Sappiamo che già nell'antica Grecia i sofisti avevano smantellato questa cornice idilliaca. Protagora sosteneva che l'uomo era misura di tutte le cose, un relativismo poi esasperato dal nichilismo di Gorgia. Eppure, il relativismo gnoseologico protagoreo non si traduceva, di fatto, in un relativismo pratico, perché se dal punto di vista della conoscenza non vi poteva essere errore o falsità, dal punto di vista dell'azione l'essere e il non essere non erano per Protagora equivalenti: l'utile e il meglio saranno a determinare questa disuguaglianza. In fin dei conti, neppure il padre del relativismo ambiva a creare, seppure filosoficamente, un'anarchia morale. Paure che, invece, Friedrich Nietzsche non ha avuto. La sua inattualità semmai ci porta a ricercare dentro di noi la nostra stessa inattualità in modo profondo e doloroso anche. In un mondo, in una società dove la filosofia morale sta trasformandosi in un flatus vocis, in un fantasma che continua a far paura e proprio per questo relegata in un cantuccio di false interpretazioni, la visione nietzschiana appare oggi tremendamente attuale. Del resto Nietzsche stesso sosteneva di essere il profeta del futuro, di proferire parole per la sua epoca ancora troppo lontane e non contestualizzabili.
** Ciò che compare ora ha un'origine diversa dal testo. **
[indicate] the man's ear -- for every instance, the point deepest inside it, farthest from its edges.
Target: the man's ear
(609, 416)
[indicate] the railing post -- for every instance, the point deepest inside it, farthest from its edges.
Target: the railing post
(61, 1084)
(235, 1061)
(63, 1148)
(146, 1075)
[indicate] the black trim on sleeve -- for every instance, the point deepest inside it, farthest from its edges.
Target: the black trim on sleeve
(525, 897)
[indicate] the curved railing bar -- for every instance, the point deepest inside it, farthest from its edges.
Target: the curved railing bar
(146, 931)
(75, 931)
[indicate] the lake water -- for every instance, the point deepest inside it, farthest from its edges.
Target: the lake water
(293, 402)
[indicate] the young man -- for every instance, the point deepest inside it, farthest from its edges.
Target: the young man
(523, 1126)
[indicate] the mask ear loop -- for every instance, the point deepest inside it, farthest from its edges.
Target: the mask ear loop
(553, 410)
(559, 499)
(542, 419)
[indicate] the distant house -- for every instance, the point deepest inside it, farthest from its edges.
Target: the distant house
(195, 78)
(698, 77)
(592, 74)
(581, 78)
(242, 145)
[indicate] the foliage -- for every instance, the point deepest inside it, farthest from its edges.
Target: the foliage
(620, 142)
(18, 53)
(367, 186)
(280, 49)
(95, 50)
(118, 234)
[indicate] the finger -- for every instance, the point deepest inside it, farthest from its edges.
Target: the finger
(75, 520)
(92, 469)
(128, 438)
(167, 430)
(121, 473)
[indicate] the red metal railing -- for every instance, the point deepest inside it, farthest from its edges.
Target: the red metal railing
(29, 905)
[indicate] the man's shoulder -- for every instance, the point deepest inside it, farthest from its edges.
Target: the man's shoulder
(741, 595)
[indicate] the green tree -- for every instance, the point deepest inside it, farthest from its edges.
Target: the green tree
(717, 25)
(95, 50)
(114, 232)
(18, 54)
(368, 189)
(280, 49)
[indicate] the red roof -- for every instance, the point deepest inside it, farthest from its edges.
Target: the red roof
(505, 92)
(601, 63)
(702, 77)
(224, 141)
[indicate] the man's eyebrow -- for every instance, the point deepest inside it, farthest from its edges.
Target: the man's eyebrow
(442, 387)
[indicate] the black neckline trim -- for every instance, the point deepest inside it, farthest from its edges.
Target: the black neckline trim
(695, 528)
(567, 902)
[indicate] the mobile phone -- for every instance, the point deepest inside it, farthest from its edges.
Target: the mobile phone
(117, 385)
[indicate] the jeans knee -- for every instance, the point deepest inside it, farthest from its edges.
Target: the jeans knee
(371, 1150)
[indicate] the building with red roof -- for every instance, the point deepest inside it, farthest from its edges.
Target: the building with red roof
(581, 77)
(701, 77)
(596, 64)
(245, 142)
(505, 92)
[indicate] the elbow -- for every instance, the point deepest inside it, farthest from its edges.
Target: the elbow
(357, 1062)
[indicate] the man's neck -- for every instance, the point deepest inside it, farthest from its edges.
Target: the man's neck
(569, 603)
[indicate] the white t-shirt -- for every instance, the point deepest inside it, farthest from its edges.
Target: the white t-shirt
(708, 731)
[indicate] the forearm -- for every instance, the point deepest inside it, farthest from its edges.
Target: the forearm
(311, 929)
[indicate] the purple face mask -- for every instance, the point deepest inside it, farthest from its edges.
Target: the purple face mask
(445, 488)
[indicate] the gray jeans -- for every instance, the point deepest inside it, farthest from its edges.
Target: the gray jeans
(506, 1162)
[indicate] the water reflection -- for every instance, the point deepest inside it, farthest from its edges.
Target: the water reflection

La chimica del filosofo dell'eterno ritorno scopre che non vi è alcuna verità base, giacché anche la credenza nel valore della verità è, appunto, una credenza storicamente condizionata; l'evidenza che ci fa ritenere vera una proposizione corrisponde meglio di altre ai condizionamenti psicologici e sociali che ci dominano. Come direbbe Marx: le idee dominanti sono sempre figlie della classe dominante. Secondo Nietzsche la coscienza a cui l'evidenza si impone non è nulla di immediato, ma il risultato di un gioco di influenze e di un equilibrio gerarchico di forze contrastanti. E tutto ciò che di volta in volta si è presentata e si presenta come verità è solo il configurarsi, provvisoriamente stabile, di rapporti di forze date anche dalla società, dove prevarranno alcuni impulsi piuttosto che altri, determinati questi dalle gerarchie sociali. Nietzsche è il padre della trasmutazione di tutti i valori, e là dove in una primitiva analisi in Al di là del bene e del male primeggia la visione nichilista, con Così parlò Zarathustra i vecchi valori – quelli della morale cristiana, la morale del “dir di no alla vita” e degli schiavi che chinano la testa – verranno sostituiti con valori nuovi, con i valori dell'Uebermensch, l'oltreuomo che avrà la capacità di superare i limiti dell'uomo – Umano, troppo umano.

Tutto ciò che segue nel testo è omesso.